Constituye una infraestructura estratégica que permite sostener la actividad económica, fortalecer
el empleo, facilitar el acceso a servicios esenciales y mantener el dinamismo de una provincia
que, por su condición geográfica, depende de una adecuada conexión con el resto del país.
Gestiones para encontrar una solución
En reunión con el Seremi de Obras Públicas de Magallanes, los representantes del Bloque
Productivo solicitaron conocer los antecedentes técnicos que sustentan la programación
propuesta y analizar alternativas que permitan compatibilizar la ejecución de las obras con la
continuidad de las operaciones aéreas.
Posteriormente, durante un encuentro con el Gobernador Regional de Magallanes y de la
Antártica Chilena, se obtuvo el compromiso de llevar el planteamiento de la provincia ante las
autoridades del nivel central, con el propósito de avanzar hacia una pronta definición.

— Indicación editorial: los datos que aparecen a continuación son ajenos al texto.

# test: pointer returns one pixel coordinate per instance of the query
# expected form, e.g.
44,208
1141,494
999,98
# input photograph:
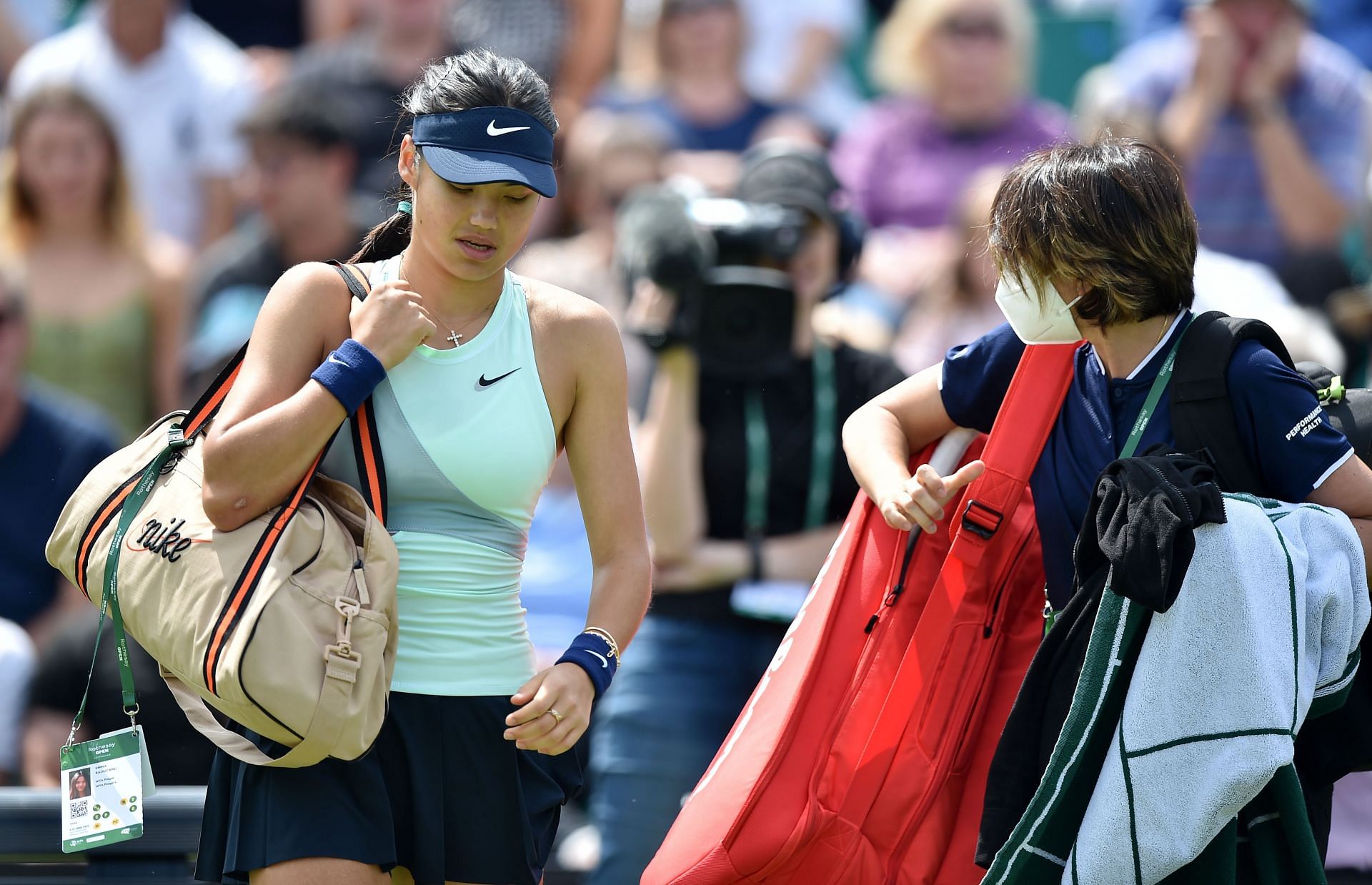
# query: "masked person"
744,494
1098,243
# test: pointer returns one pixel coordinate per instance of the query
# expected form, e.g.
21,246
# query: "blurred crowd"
165,161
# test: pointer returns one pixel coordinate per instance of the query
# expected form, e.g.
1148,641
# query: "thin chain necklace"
452,332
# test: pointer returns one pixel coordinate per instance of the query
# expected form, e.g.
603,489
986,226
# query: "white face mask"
1035,324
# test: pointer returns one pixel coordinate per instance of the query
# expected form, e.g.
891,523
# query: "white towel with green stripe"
1182,719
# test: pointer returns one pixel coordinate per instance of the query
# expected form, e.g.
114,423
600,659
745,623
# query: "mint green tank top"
468,445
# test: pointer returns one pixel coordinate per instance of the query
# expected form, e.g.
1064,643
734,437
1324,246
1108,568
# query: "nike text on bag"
862,755
287,625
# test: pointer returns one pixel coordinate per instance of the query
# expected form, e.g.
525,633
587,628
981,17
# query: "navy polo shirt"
1276,410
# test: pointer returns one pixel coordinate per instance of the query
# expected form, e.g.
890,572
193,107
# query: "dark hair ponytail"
475,79
386,239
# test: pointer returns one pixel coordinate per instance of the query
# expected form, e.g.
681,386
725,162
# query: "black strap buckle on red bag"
990,525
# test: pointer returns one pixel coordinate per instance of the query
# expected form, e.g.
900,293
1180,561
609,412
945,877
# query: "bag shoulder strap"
354,286
1202,413
1023,425
367,443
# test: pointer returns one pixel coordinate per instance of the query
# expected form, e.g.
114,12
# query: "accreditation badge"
103,789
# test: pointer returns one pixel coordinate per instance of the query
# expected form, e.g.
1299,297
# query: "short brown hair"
1112,214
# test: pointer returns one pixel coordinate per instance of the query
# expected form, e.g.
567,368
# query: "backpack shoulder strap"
1202,415
350,275
367,441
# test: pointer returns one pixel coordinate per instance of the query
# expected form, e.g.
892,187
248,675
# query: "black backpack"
1202,420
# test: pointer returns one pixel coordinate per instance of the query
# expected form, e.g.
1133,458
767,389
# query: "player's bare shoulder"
572,324
310,298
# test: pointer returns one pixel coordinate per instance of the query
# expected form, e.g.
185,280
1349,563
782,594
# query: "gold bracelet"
604,634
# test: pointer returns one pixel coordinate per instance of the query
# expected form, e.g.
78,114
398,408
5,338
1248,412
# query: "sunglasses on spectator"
975,28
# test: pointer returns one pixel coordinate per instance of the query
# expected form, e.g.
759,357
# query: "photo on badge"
102,791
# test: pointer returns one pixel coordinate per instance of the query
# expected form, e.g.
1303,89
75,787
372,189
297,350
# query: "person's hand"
711,564
1218,54
563,688
923,498
1272,68
392,322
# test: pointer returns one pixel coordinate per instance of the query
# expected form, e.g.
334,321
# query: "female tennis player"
479,379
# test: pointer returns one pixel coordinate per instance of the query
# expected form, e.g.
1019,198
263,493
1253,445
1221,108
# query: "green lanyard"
110,601
1150,407
821,456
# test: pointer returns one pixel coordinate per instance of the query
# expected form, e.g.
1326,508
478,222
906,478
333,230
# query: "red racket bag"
862,753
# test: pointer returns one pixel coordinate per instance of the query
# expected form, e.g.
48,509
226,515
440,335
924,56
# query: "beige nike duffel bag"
287,625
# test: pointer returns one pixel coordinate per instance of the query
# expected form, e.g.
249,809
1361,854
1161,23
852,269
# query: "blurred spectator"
173,89
796,56
1346,22
176,751
702,101
571,43
274,24
1268,119
369,70
960,70
301,183
49,443
1349,859
106,304
1248,289
269,31
605,157
718,550
960,305
17,664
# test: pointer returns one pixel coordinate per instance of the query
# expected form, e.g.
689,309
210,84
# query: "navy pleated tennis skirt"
441,793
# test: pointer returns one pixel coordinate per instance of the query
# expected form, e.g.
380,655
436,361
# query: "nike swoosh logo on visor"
487,382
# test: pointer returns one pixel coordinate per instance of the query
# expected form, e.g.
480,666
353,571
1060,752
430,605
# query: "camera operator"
744,486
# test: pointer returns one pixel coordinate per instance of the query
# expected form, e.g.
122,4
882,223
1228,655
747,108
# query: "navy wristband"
595,655
350,374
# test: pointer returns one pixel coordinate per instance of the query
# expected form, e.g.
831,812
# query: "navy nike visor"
486,144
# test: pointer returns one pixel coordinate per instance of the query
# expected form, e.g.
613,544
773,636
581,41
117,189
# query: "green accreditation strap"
110,600
821,456
1131,445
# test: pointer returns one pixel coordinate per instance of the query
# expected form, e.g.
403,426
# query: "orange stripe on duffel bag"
252,575
374,475
192,425
103,518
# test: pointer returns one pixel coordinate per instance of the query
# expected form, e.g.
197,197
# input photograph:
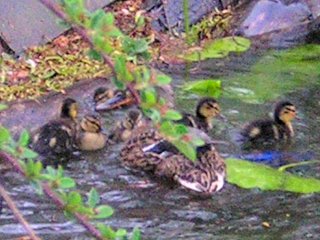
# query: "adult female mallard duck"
123,129
55,138
149,151
108,99
280,127
207,109
89,135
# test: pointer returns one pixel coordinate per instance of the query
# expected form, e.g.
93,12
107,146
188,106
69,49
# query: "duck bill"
222,118
117,101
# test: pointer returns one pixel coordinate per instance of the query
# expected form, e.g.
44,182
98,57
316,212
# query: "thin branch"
17,213
83,220
82,32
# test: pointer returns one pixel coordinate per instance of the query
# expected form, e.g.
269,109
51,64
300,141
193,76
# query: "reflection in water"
163,211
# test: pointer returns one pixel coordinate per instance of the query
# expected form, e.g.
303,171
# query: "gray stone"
268,16
197,9
26,23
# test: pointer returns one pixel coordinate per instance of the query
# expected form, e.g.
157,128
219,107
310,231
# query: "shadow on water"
163,211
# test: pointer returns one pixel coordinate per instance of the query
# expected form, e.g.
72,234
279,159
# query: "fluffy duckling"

Paralelamente, los gremios continúan sosteniendo reuniones con parlamentarios de la Región de
Magallanes y con los municipios de la Provincia de Última Esperanza, buscando consolidar una
postura transversal que represente los intereses del territorio.
Una decisión que trasciende la infraestructura
El Bloque Productivo sostiene que la programación de estas obras tendrá efectos que van más
allá del funcionamiento del aeródromo. La forma en que se ejecute esta inversión incidirá en la

capacidad del territorio para sostener su actividad económica, mantener el empleo y continuar
generando oportunidades para sus habitantes.
Por ello, la propuesta presentada a las autoridades busca compatibilizar la ejecución de una obra
indispensable con una programación que permita mantener la conectividad aérea durante el
período de mayor actividad de la provincia.
Pablo Ampuero: «La seguridad debe ir de la mano con la
protección de nuestra comunidad»
Uno de los voceros del Bloque Productivo, Pablo Ampuero, reiteró que el objetivo no es
cuestionar la necesidad de las obras, sino encontrar una programación que resguarde tanto la
seguridad como el bienestar de las personas.
«Siempre hemos dicho que la seguridad de los usuarios es una prioridad y nadie pone eso en
discusión. Pero tampoco podemos perder de vista el profundo impacto social que una reducción
prolongada de la conectividad tendría sobre toda nuestra comunidad. Afectaría el empleo, los
servicios locales, la conectividad de las familias y también situaciones tan sensibles como las
aeroevacuaciones. Esperamos que prevalezca el diálogo para encontrar una solución que
permita ejecutar las obras sin perjudicar a nuestra provincia.»
Adriana Aguilar: «La conectividad es una condición para el
crecimiento y el desarrollo de Última Esperanza»
Adriana Aguilar Lagos, una de las voceras del Bloque Productivo, señaló que la conectividad
aérea constituye una herramienta estratégica para el desarrollo de la provincia y que las
decisiones que hoy se adopten tendrán efectos que trascienden a un solo sector productivo.
«En un territorio extremo como Última Esperanza, la conectividad es una condición habilitante
para el crecimiento. Permite que las empresas inviertan, que se generen nuevos empleos, que
emprendedores desarrollen sus proyectos y que las personas accedan a mejores oportunidades.
También fortalece la competitividad de nuestro territorio y entrega la certeza que requieren
quienes deciden invertir, trabajar o visitar la provincia. Por eso creemos que la seguridad
operacional y el desarrollo deben avanzar de la mano. Nuestro planteamiento nunca ha sido
detener las obras, sino encontrar una programación que permita ejecutarlas protegiendo el
crecimiento, el empleo y la calidad de vida de quienes vivimos en Última Esperanza.»
El Bloque Productivo reiteró su disposición a seguir colaborando con las autoridades para
construir una solución que permita ejecutar las obras con los más altos estándares de seguridad,
resguardando al mismo tiempo la conectividad, el crecimiento económico, la generación de
empleo y el desarrollo sostenible de la Provincia de Última Esperanza.